On May 16th, 2010, I went to San Francisco’s annual city-wide race called Bay to Breakers. There, I was drugged and raped by a stranger. I had a rape-kit examination done and I was assured my kit would be processed and that I would hear from the SFPD in 14 to 60 days. Then the SFPD put me in charge of trying to find and apprehend my suspect by myself because my rape “was not a good enough rape” to merit a proper investigation. 2010 came to an end and I had heard nothing from the SFPD. I called to follow up and was tersely told to “put it in my calendar to follow up with them in 3-6 months.”

Prior to this life-changing event, I had recently moved to San Francisco to pursue writing and performance. So while I was "waiting" for the SFPD, I decided to make a play about it to call attention to my untested rape kit. I compiled all of the writing I had been doing about this whole ordeal and I wrote and performed initial workshops about my mishandled rape case. It was funny, horrifying, and quite frankly, it left my first audience stunned.

As a result of my 2012 San Francisco workshops, I was approached by Jim O'Donnell and Dan Noyes of ABC7 news to do an interview about what had happened to me.

Several supporters of my work encouraged me to jump on this media opportunity but, as an artist, I was more interested in a performative space as a means to communicate. 

However, I conflictingly agreed to be interviewed and clips of my workshop were shown as part of an investigative report about the rape kit "backlog" in San Francisco. As a result of that story, the SFPD was pressured to audit their rape kit "backlog."

In December 2013, after working in NYC with the now late Gabrielle Roth, I presented another four self produced workshops of my play at Boxcar Theater in San Francisco. In these workshops, I grew tremendously as a performer and actor but the script still needed a final overhaul.

In the 3 years time that had passed since the incident, the tone of the story I wanted to now communicate had shifted. There was little if any "preciousness", "sympathy", or "emoting" that needed to be included now. I had experimented with including these tone in certain sections in earlier workshops, and while it was perhaps important to include as the person who went through this, it absolutely did not work artistically.

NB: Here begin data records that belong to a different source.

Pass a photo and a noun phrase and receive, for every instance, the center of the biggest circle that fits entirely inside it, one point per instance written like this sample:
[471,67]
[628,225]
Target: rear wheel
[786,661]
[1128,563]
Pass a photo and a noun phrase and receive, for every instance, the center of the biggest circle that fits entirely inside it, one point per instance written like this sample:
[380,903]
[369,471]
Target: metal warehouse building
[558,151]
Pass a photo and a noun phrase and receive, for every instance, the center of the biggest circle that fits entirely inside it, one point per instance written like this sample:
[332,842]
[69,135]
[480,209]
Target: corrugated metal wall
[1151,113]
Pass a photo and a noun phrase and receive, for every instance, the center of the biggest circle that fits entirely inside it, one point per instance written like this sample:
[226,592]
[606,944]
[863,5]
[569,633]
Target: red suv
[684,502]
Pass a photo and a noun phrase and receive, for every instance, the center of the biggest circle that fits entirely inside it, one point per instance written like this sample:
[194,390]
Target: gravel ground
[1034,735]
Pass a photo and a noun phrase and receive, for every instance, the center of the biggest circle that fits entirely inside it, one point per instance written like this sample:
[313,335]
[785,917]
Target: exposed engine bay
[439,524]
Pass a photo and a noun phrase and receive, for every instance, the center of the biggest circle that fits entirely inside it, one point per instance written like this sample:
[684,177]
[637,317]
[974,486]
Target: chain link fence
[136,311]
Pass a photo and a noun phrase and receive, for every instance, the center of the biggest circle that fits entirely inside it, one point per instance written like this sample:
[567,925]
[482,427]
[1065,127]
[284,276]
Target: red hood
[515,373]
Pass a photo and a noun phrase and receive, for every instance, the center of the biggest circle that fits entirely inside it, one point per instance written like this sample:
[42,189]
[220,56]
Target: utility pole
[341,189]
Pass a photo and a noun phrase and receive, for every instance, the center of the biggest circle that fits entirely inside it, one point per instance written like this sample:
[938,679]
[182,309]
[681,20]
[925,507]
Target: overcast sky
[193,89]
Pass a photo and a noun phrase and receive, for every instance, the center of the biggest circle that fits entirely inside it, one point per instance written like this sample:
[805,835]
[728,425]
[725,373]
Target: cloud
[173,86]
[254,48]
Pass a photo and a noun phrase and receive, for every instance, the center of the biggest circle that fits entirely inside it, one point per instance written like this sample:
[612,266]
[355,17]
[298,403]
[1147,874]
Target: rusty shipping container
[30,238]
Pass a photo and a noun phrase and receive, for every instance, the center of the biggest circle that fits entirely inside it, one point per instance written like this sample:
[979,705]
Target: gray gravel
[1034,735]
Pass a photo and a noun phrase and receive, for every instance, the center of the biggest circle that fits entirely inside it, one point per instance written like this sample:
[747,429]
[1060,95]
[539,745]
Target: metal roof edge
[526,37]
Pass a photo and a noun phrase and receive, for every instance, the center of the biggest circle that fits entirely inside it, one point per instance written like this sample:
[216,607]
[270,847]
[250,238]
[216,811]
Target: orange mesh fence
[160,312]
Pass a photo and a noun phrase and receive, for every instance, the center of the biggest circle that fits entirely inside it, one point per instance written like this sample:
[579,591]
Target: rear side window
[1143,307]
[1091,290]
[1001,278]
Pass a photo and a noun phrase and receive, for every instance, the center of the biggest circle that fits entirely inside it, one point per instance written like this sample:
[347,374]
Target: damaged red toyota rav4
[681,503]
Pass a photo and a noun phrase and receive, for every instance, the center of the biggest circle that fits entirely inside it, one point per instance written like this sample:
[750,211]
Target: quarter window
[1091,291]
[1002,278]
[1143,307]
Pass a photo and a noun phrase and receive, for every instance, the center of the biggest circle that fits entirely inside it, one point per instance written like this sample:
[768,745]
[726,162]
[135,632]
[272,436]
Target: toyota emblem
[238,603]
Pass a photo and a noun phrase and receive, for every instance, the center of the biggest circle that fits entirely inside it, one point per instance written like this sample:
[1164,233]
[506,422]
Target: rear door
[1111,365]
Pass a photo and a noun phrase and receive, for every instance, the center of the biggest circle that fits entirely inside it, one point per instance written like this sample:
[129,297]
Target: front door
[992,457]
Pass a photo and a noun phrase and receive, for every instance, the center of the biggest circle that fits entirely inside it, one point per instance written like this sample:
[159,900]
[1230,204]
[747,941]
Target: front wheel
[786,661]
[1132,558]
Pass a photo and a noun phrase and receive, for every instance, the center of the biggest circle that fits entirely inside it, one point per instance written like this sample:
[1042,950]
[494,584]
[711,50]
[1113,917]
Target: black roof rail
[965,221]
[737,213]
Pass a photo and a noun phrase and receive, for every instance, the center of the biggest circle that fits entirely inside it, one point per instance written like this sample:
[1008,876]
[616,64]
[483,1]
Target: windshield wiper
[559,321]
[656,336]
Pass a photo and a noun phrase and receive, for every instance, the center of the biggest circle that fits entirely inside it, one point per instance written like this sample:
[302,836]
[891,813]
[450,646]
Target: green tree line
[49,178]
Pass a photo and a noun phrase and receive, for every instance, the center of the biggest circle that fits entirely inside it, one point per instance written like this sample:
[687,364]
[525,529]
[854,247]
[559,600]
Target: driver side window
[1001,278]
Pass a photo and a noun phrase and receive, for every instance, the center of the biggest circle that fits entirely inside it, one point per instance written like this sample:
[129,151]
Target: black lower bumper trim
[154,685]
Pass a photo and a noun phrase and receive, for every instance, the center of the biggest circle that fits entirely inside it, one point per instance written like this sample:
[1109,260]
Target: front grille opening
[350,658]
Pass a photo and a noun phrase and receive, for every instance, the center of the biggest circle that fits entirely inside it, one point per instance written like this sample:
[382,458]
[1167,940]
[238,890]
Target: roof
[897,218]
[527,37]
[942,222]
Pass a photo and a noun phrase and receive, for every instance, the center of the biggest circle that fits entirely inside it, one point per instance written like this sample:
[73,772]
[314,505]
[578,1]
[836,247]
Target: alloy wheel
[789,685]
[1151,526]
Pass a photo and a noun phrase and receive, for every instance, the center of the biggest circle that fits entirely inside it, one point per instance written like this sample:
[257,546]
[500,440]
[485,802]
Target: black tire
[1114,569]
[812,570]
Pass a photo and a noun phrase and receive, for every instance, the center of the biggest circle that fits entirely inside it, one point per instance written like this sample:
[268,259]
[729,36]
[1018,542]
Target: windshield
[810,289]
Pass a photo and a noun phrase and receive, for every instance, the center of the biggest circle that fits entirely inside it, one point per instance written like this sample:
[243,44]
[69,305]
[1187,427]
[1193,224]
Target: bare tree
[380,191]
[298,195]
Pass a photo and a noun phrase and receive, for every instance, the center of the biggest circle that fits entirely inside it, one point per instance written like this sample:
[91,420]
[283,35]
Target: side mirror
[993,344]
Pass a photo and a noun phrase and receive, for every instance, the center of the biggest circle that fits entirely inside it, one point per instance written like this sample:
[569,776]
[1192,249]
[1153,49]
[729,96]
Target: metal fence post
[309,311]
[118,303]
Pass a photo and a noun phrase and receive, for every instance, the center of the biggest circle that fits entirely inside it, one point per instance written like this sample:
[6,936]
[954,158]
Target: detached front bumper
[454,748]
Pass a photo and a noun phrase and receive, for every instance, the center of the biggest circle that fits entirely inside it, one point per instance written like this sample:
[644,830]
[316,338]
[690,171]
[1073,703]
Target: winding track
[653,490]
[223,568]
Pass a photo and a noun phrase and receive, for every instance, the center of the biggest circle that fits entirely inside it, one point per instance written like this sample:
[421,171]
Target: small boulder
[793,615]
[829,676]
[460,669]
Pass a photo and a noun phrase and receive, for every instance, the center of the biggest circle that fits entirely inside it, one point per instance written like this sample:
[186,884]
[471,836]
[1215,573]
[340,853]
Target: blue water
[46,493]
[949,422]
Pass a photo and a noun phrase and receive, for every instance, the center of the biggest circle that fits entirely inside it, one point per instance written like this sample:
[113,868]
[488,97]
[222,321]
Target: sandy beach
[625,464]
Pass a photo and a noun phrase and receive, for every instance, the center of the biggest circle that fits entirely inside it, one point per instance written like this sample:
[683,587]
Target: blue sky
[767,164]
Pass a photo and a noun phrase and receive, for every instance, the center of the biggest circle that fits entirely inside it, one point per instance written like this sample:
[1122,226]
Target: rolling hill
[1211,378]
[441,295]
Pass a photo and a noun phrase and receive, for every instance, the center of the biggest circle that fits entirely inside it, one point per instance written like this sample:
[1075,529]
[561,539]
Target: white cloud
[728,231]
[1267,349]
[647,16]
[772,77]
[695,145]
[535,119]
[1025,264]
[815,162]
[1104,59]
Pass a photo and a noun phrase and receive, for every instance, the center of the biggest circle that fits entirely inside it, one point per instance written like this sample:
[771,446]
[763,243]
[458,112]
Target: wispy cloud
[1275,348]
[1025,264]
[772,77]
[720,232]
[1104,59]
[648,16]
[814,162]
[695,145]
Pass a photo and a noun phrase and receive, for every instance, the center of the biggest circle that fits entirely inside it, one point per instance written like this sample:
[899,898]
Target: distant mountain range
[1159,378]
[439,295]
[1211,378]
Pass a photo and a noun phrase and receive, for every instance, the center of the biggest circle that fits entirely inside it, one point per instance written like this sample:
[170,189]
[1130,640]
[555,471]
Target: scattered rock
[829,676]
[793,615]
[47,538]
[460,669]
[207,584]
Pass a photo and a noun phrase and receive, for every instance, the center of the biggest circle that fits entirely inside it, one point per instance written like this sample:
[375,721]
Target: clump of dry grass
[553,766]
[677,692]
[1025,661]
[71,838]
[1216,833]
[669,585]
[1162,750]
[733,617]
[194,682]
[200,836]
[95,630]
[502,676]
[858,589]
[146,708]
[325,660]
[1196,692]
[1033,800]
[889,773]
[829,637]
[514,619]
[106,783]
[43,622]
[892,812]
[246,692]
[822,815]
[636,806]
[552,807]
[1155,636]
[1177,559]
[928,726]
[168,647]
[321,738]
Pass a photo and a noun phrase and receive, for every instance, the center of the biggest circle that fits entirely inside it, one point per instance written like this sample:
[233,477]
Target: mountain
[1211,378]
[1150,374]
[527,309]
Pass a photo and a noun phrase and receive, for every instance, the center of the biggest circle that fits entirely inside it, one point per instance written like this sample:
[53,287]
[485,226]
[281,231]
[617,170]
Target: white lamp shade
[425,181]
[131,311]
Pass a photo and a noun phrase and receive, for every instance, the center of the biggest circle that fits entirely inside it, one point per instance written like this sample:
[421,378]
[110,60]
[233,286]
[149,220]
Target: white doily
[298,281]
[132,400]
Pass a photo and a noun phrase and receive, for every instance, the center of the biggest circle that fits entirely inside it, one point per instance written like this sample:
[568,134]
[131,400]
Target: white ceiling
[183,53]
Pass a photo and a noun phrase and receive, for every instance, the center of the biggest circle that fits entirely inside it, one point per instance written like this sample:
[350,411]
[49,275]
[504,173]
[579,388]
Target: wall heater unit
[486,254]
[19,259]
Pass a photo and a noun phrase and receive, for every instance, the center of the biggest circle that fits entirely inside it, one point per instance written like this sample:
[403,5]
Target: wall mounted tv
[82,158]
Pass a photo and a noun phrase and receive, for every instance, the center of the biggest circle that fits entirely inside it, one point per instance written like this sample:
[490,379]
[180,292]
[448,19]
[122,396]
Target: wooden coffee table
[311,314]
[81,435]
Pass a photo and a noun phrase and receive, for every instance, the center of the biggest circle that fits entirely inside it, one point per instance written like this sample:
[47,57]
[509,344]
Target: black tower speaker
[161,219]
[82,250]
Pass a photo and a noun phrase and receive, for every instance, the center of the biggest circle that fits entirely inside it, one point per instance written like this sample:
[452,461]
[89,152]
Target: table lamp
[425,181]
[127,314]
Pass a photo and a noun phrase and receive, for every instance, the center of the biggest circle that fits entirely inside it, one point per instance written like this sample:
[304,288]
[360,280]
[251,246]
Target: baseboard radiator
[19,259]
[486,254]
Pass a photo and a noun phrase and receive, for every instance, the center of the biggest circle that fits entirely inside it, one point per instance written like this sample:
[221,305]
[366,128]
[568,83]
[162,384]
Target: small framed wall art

Director Jean-Michele Gregory and monologist Mike Daisey were fantastic collaborators for the latest version of my script. Together we pared down and nuanced the language, interwove a B story, and punched up the absurd humor that had been in the script all along but needed that extra edge to really cut through.

Jean-Michele Gregory directed and staged THE HAZE’s first 12 date self-produced run at The Costume Shop at American Conservatory Theater in San Francisco, CA. With every performance date, I was able to connect more and more deeply with my audiences. I was able to look out and make direct eye contact with them. I was able to feel when I needed to pause longer in between lines for the text to land with them. I was able to let go of any expectations for how an audience “should be” responding and just be in my performance. Some audiences roared with laughter, some audiences barely took a breath, and some audiences were furious. Some audience members wrote me and told me to be funnier, some audience members wrote me and scolded me for being “too funny about rape”. I learned to be ok with all of these responses and let my audiences feel however they needed too because I was confident I had arrived at an artistically solid place with the project.

THE HAZE, while first and foremost a piece of stand alone solo theater, has became a fulcrum for the issue that it shines a light on: how victims of rape are ignored and re-victimized within in our legal systems and how these systemic failures have resulted in our country having hundreds of thousands of  ignored rape cases.